The latest proposals allow hotels to take guests from 2 June, but non-guests will not be able to come in and have a meal or a meeting in the property. According to the government press release, “Accommodation services, including hotels, B&Bs, self-catering and hostels can reopen [from 2 June]. Services – including leisure facilities, indoor restaurant and bar services – must be restricted to overnight guests/ residents only”. Restaurants are only allowed to offer outdoor dining from 7 June, with a cap on groups of six people. These stipulations are inadequate for any business to survive. The government indicated that 50 can attend a wedding or funeral, which seems in contradiction of the hospitality restrictions. The RAI has indicated they are considering a court challenge, but this comes too late to have any impact. Another area of concern is that previous employees within hospitality and tourism have found alternative employment and will not be returning to the industry. So, the expectation of increased costs to attract people back to the sector appears inevitable . Pay and conditions needs to be addressed.

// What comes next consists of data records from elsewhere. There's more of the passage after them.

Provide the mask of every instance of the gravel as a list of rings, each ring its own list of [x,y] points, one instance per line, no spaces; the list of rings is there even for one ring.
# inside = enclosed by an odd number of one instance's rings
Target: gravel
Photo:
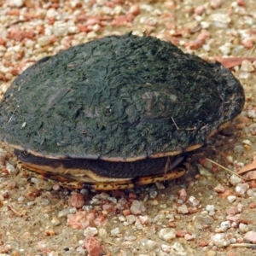
[[[42,57],[132,31],[207,60],[255,55],[254,0],[0,2],[0,97]],[[232,66],[232,65],[231,65]],[[192,156],[177,181],[137,189],[70,191],[15,168],[0,148],[0,255],[245,255],[256,244],[256,182],[233,172],[256,152],[255,58],[231,70],[244,111]]]

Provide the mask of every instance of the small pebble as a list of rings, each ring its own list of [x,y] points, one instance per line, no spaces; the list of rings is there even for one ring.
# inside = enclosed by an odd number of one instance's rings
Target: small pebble
[[[132,214],[140,215],[143,212],[146,212],[147,209],[142,201],[134,200],[131,203],[130,210]]]
[[[256,232],[255,231],[248,231],[243,236],[243,240],[246,242],[256,243]]]
[[[236,200],[236,195],[229,195],[227,197],[229,203],[233,203]]]
[[[127,223],[128,223],[130,225],[135,224],[135,222],[137,221],[137,217],[134,216],[134,215],[131,215],[131,214],[126,216],[125,218],[126,218]]]
[[[120,234],[120,229],[115,228],[110,230],[110,234],[112,236],[118,236]]]
[[[240,183],[241,182],[241,178],[238,177],[237,175],[231,175],[230,177],[230,182],[233,186],[236,186],[236,184]]]
[[[124,237],[125,241],[135,241],[137,239],[134,236],[127,236]]]
[[[238,183],[236,186],[235,191],[238,196],[244,195],[249,189],[250,186],[248,183]]]
[[[195,229],[198,230],[201,230],[211,226],[212,224],[213,223],[213,219],[212,217],[209,216],[206,216],[206,217],[194,216],[192,218],[192,222]]]
[[[244,148],[241,145],[236,145],[234,147],[234,153],[237,153],[237,154],[243,154],[244,153]]]
[[[249,231],[248,225],[247,225],[243,223],[240,223],[239,224],[239,230],[242,233],[246,233],[246,232]]]
[[[207,205],[206,210],[208,212],[214,212],[215,211],[215,207],[213,205]]]
[[[98,230],[94,227],[87,227],[84,231],[84,236],[95,236],[98,234]]]
[[[230,240],[227,239],[225,234],[224,233],[218,233],[212,236],[211,241],[218,248],[226,247],[230,244]]]
[[[158,236],[167,242],[171,242],[176,237],[176,230],[170,228],[161,229],[158,233]]]
[[[200,204],[200,201],[197,200],[195,196],[190,195],[188,200],[188,204],[191,207],[196,207]]]
[[[253,72],[254,71],[254,67],[253,66],[253,63],[251,61],[244,60],[241,61],[240,70],[245,72]]]
[[[225,188],[222,184],[218,184],[214,188],[214,191],[217,193],[224,193],[225,191]]]
[[[59,226],[61,224],[57,217],[53,217],[50,222],[54,226]]]
[[[177,208],[178,213],[186,214],[189,213],[188,207],[186,205],[182,205]]]

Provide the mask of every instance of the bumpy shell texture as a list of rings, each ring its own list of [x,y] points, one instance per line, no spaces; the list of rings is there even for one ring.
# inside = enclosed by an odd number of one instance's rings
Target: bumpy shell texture
[[[146,158],[203,144],[244,105],[221,64],[152,37],[111,36],[36,62],[0,105],[0,137],[45,155]]]

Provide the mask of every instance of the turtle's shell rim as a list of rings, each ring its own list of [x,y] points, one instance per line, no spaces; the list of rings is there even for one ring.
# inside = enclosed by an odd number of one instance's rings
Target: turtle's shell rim
[[[5,142],[6,143],[6,142]],[[144,160],[147,158],[160,158],[160,157],[166,157],[166,156],[174,156],[178,155],[180,154],[185,153],[185,152],[190,152],[193,150],[195,150],[197,148],[200,148],[203,146],[203,144],[194,144],[190,145],[189,147],[187,147],[183,149],[177,149],[177,151],[169,151],[169,152],[160,152],[156,154],[152,154],[149,155],[147,154],[142,154],[135,157],[128,157],[128,158],[123,158],[123,157],[108,157],[108,156],[101,156],[101,155],[94,155],[94,154],[81,154],[81,155],[75,155],[75,154],[42,154],[39,152],[36,152],[34,150],[26,148],[20,145],[15,145],[15,144],[9,144],[6,143],[9,147],[13,148],[14,149],[18,149],[20,151],[26,151],[27,154],[31,154],[34,156],[38,157],[44,157],[48,159],[56,159],[56,160],[65,160],[65,159],[90,159],[90,160],[102,160],[105,161],[110,161],[110,162],[133,162],[137,160]]]
[[[218,133],[219,131],[224,129],[230,124],[230,121],[227,121],[221,125],[218,129],[214,129],[212,131],[212,132],[208,135],[207,138],[212,137],[216,133]],[[20,151],[26,151],[28,154],[32,154],[32,155],[38,156],[38,157],[44,157],[48,159],[90,159],[90,160],[102,160],[105,161],[110,161],[110,162],[132,162],[137,160],[144,160],[147,158],[160,158],[160,157],[166,157],[166,156],[174,156],[178,155],[183,153],[190,152],[195,149],[198,149],[203,146],[203,144],[192,144],[185,148],[179,148],[176,151],[167,151],[167,152],[159,152],[152,154],[142,154],[137,155],[135,157],[108,157],[108,156],[102,156],[102,155],[96,155],[96,154],[81,154],[81,155],[76,155],[76,154],[42,154],[39,152],[36,152],[32,149],[26,148],[25,147],[22,147],[21,145],[16,145],[6,143],[9,147],[13,148],[14,149],[18,149]]]

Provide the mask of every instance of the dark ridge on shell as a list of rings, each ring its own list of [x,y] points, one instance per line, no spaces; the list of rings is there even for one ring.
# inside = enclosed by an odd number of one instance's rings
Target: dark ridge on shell
[[[204,144],[244,102],[218,62],[152,37],[111,36],[23,72],[0,104],[0,137],[45,155],[146,157]]]

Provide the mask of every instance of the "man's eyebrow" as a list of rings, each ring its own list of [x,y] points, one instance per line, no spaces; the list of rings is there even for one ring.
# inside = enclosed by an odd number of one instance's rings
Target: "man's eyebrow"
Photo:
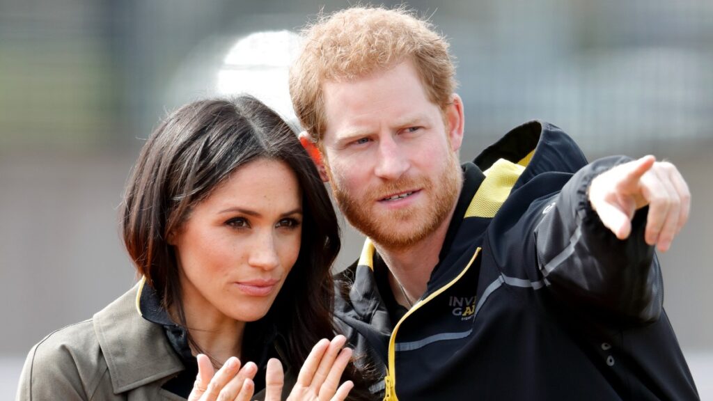
[[[408,116],[404,118],[401,118],[396,121],[396,123],[393,124],[394,127],[406,127],[410,126],[420,125],[423,124],[426,120],[424,115],[416,114],[413,116]],[[343,130],[341,133],[337,133],[337,141],[344,141],[344,140],[361,138],[363,136],[368,136],[371,135],[372,130],[367,128],[347,128]]]

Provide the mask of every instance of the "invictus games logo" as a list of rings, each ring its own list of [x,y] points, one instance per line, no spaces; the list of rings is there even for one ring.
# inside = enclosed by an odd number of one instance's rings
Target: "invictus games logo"
[[[460,316],[461,320],[467,320],[473,318],[476,313],[476,296],[472,297],[451,297],[448,304],[453,307],[453,315]]]

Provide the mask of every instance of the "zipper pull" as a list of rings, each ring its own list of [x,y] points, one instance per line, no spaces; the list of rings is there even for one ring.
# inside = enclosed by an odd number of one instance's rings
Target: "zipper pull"
[[[386,377],[384,378],[384,401],[396,401],[396,394],[394,389],[394,380],[386,372]]]

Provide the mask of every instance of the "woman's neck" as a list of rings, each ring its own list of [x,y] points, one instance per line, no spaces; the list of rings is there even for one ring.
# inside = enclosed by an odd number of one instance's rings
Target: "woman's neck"
[[[240,357],[245,322],[235,320],[212,308],[193,305],[184,298],[186,328],[194,344],[193,355],[206,354],[219,366],[227,358]],[[200,350],[194,349],[194,345]]]

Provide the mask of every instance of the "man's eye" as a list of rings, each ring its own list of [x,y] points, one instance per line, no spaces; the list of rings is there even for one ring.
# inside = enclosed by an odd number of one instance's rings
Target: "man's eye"
[[[248,223],[247,220],[242,217],[236,217],[231,218],[230,220],[225,222],[230,227],[235,227],[236,228],[244,228],[250,226],[250,223]]]
[[[294,228],[299,227],[300,221],[296,218],[283,218],[277,222],[276,227],[285,227],[287,228]]]

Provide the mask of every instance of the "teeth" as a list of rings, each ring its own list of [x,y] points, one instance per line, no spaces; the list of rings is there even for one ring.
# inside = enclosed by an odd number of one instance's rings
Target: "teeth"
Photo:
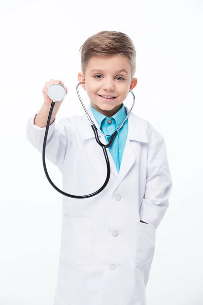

As does the price of staycationing in Ireland this summer. In one media report, a family of four were asked to fork out €3,500 for four days at a leisure-style property. This type of gouging will only destroy the already fragile state of affairs. Noticeably, the northern part of the island is already open and trading, and will surely challenge the rest of the country. We are playing catch up on most of our EU partners and this may have a very detrimental impact on business. But hopefully our resilience, which has seen us through other dark and dismal days, will take us to the end of this tunnel and beyond into brighter days for Irish hospitality.